From out in the hallway, I hear the mischievous chatter of two or three of my sister’s children, fresh from the shower, and, as Bentley rushes out to join them, my mind sparks with unreasoning anger. Why do the pawns number only fourteen instead of sixteen? The answer is infuriatingly obvious. The missing chess pieces are evidence that Mariah’s children have been frolicking in here. My sister, as usual, sets no limits on the freedom of her spoiled little brood. True, the house will soon be hers, but she might wait more than a week before letting her kids turn the room where the Judge died into a playpen-or a pigpen.
Still, having a rambunctious child of my own, I can see why the cavernous room might qualify as an attractive nuisance. Unfortunately, a collectible chess set, like the one my father used to compose his problems, is worth a good deal less with pieces missing. I assume that the missing pieces will turn up, and I catch myself wondering whether Mariah, about to inherit the house and all its contents, might be persuaded to let me have the chess set. I could even return it to the Vineyard, where my father used to work on his compositions in the good old days, sitting alone on the porch in the evening, sipping lemonade, hunched over the board-
Downstairs, the doorbell rings, and I shiver, suddenly certain that somebody has come to the house to deliver more bad news. I am already halfway out the door when Sally’s substantial voice comes blasting up from the foyer:
“Tal, there’s some men here to see you.” A pause. “They’re from the FBI.”
CHAPTER 7
“You people work fast,” I tell the two agents as we settle in the living room. I have offered them something to drink, which they have declined. I am more nervous than I want to be, but that is because I am not quite ready to talk to them; I am not quite sure how to handle some of the questions they are sure to ask about my wife. Mariah, in dark slacks and bright red socks, stands in the arched entry to the foyer, watching us carefully. Sally, wearing one of her endless supply of too-tight dresses, peeks around the corner with wide, agitated eyes.
“Just doing our job,” says the tall one, a black man named Foreman.
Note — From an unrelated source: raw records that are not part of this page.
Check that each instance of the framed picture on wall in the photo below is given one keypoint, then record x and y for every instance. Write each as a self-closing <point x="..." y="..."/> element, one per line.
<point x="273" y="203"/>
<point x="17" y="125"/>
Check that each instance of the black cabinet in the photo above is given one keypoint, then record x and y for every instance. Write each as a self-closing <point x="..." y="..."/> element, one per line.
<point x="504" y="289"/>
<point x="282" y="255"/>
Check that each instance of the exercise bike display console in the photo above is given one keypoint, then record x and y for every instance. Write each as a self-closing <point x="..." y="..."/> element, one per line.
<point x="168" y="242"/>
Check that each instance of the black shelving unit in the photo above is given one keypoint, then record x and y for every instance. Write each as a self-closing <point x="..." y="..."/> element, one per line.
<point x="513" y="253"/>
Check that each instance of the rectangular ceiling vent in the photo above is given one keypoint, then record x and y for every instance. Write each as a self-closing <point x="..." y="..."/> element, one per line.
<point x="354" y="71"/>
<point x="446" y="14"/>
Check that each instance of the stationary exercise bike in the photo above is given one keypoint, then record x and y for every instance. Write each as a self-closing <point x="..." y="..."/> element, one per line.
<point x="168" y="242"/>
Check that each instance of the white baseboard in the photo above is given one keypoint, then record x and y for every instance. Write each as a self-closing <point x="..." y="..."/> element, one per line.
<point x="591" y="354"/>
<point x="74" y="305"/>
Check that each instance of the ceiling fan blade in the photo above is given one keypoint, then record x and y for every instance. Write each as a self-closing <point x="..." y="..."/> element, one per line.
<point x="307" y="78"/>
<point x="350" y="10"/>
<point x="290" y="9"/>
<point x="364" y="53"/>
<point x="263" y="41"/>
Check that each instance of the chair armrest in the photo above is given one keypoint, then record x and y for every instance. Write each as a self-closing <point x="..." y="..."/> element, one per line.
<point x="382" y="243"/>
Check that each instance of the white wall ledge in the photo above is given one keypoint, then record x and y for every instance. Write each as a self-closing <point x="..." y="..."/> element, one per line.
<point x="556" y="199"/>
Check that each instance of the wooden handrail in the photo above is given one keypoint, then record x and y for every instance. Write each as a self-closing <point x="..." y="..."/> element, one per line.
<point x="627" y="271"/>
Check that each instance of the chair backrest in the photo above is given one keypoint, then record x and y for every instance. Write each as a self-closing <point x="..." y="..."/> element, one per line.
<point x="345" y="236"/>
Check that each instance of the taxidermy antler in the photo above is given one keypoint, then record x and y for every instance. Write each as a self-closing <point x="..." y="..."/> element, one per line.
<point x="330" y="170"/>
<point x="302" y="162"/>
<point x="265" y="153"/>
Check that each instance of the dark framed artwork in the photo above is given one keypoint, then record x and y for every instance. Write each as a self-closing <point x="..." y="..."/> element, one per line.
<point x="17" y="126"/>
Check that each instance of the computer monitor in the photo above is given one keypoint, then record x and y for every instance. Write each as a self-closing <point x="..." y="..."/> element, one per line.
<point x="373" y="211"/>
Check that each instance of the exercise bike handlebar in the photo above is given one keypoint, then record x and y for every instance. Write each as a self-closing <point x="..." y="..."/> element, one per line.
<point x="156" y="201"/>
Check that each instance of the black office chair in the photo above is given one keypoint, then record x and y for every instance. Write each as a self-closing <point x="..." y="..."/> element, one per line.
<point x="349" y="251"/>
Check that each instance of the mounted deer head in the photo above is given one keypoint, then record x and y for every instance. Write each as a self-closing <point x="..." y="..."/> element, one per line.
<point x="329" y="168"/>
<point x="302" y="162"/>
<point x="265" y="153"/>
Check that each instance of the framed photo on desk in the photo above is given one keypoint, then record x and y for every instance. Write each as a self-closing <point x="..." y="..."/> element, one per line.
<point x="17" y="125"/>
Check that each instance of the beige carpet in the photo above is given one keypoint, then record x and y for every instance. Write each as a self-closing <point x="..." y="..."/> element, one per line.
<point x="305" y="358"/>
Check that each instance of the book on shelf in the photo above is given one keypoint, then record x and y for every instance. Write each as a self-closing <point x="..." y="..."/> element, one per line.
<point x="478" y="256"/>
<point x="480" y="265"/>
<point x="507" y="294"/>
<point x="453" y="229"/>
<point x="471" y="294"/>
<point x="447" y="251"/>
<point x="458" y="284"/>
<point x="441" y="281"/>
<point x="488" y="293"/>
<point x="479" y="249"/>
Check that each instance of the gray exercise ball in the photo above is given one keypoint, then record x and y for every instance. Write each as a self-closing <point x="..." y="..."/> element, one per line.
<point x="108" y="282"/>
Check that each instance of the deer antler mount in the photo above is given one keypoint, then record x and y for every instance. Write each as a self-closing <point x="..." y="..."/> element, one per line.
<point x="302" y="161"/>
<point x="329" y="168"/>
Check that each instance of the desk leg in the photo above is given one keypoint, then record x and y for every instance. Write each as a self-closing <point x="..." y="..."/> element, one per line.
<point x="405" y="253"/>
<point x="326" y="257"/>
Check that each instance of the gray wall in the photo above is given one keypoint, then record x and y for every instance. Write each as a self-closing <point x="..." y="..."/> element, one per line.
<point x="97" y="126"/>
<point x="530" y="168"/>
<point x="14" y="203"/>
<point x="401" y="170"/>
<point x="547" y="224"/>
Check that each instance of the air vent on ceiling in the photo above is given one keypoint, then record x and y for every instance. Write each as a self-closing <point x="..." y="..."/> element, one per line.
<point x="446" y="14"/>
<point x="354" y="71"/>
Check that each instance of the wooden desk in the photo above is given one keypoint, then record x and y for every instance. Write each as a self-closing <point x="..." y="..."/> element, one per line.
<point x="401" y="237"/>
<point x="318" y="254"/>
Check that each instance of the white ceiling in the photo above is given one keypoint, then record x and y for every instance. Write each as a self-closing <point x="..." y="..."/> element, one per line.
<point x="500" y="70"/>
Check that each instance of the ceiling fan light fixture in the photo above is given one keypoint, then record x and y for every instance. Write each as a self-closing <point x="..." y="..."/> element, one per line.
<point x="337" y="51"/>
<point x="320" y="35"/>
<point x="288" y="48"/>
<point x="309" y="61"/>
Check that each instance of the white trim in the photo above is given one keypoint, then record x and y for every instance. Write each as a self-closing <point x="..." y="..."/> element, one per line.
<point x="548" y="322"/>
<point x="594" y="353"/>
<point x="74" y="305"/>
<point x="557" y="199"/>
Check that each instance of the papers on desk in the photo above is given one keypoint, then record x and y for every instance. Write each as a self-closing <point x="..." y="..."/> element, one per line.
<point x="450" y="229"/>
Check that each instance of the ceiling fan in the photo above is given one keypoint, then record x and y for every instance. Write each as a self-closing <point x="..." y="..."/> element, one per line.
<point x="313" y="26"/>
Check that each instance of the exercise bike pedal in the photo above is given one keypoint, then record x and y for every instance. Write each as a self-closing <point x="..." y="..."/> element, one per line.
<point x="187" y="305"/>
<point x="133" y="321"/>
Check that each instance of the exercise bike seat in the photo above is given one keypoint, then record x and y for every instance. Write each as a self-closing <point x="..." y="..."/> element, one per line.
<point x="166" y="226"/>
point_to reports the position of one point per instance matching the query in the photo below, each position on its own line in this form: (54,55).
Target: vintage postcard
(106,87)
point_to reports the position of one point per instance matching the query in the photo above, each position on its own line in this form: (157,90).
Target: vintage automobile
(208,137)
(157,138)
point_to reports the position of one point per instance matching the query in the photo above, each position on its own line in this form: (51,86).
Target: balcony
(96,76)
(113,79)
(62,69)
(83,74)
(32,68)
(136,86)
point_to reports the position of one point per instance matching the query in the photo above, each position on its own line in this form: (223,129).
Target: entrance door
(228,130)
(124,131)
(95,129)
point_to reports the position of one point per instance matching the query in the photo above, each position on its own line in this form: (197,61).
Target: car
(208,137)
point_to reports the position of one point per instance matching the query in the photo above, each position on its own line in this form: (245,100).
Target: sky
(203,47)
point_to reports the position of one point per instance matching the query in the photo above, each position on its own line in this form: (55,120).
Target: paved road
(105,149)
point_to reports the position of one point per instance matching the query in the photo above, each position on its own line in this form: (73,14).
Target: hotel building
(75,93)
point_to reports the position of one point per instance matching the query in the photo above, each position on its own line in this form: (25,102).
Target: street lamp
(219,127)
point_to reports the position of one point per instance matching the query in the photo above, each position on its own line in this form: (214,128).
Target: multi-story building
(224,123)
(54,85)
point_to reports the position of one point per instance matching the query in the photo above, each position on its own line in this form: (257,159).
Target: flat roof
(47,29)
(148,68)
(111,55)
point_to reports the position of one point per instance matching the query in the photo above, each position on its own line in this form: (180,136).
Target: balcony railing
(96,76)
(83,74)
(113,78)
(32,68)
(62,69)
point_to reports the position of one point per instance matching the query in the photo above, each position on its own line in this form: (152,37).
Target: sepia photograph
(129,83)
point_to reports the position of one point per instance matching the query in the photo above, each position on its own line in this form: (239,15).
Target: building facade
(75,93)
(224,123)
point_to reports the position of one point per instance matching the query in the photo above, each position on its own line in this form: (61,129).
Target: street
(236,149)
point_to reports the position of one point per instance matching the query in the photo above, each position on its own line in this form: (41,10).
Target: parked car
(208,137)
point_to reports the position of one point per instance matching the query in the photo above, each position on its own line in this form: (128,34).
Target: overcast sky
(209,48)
I wonder if he is deliberately misunderstanding me.
“What I mean is, we buried my father yesterday,” I explain. “My wife told me you would be coming by soon, but I would think that this could wait.”
The two men exchange a look. The shorter man, McDermott, has an angry white face, sandy hair, and a large, unsightly birthmark on the back of his hand. He seems old for this work, sixtyish, but I am wary of stereotypes. The taller one is calm and wears glasses. His hands are in constant motion, the hands of a magician. The two agents are seated awkwardly on the cream-colored sofa, as though worried about marring it. Both wear suits far cheaper than anything the mourners who crowded into the foyer last Friday would buy. I am across from them in a creaky rocker. Somewhere in the house, I hear shrieks of joy, and I know that five Dentons, plus one Garland, are off on another destructive rampage.
“We don’t think it can,” McDermott reports, staring me down.
“Well, I think this is inappropriate. I mean, naturally, I’ll be happy to help in any way I can. But surely it doesn’t have to be done today.”
There is an odd moment of silence. I have the slightly scary sense that they know secrets they are contemplating whether to reveal. I remind myself that this is America.